WHATEVER THE success of the new administration's economic policies, prosperity will return slowly, if at all, to the communities of the industrial heartland hard hit by the closing of plants in many of our basic industries. Business failure has always been a familiar fact of our wide-open economy -- one study estimates that a firm in business in 1967 had less than a 50 percent chance of surviving until 1976. What is new is the concentration of closings in big, high-paying industries, long the mainstay of the American economy.

Recently, the Labor Department invited plant managers and workers to a meeting to discuss ways of reducing the enormous social and economic costs of major plant closings. All of those invited had been directly involved in relatively "model" closings usually involving large multi-plant firms with strongly unionized work forces.
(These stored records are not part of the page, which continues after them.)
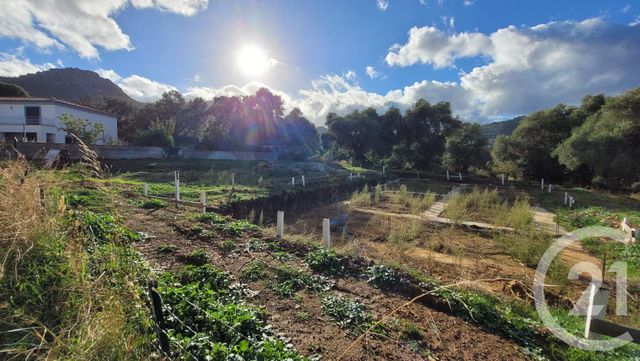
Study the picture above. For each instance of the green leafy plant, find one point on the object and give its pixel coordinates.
(348, 314)
(381, 276)
(197, 258)
(324, 260)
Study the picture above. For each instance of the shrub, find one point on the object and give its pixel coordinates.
(153, 203)
(381, 276)
(197, 258)
(154, 137)
(348, 314)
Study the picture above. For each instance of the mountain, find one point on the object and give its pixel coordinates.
(70, 84)
(506, 127)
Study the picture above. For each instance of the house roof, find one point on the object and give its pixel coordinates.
(55, 101)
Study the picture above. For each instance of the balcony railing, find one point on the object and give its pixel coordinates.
(29, 120)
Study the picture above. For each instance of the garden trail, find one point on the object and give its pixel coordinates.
(575, 252)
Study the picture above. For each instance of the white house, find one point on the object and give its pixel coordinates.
(36, 120)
The conference revealed that most of the reemployment help the workers got came from the companies themselves. What the government provided was mostly simple income maintenance -- basic unemployment insurance (typically at far less than half of previous wages) and, for the lucky, far more generous "trade adjustment" cash benefits. Local public employment services tried to help, but one job-finding effort launched by a private employer revealed that only a small fraction of available openings in the surrounding area were even listed with the public employment service. Virtually no retraining assistance was provided by the government, and as long as unemployment benefits held out -- especially if these were supplimented by employers or by trade benefits -- workers were understandably reluctant to take lower-paying jobs or to sever ties with their communities. Even in these "best" cases, the economies and morale of communities declined rapidly.
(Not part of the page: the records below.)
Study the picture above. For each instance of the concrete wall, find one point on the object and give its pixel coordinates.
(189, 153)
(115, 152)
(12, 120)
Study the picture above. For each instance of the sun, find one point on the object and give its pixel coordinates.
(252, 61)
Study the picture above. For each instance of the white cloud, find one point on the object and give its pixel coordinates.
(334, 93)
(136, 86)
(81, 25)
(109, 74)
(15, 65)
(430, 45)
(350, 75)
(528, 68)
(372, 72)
This painful process of adjustment is in sharp contrast to the policies of our major international competitors. In Japan and Germany, government works with companies and unions to provide job retraining, placement and, if necessary, relocation assistance. Active efforts are made to move new industrial activities into areas affected by plant closings. Receipt of relatively generous cash benefits may be tied to the willingness of workers to take the jobs or training offered them.

As the result of these "positive adjustment" policies, our most successful competitors are finding it less difficult to get public and worker acceptance of necessary industrial change. They are also preserving valuable skills and physical resources usually lost when company plant-closing decisions are made and carried out without consideration of the costs left behind for individuals, communities and, ultimately, the general taxpayer.

In the United States, cooperation among government, business and labor has been almost entirely in the way of resisting change -- propping up dying industries, erecting trade barriers and maintaining the income of the unemployed. Not all change is unavoidable or beneficial. But substantial and continuing movements of labor and capital may be necessary for future prosperity. Economic growth will continue to lag unless some way can be found to make the process of adjustment less frightening and less expensive.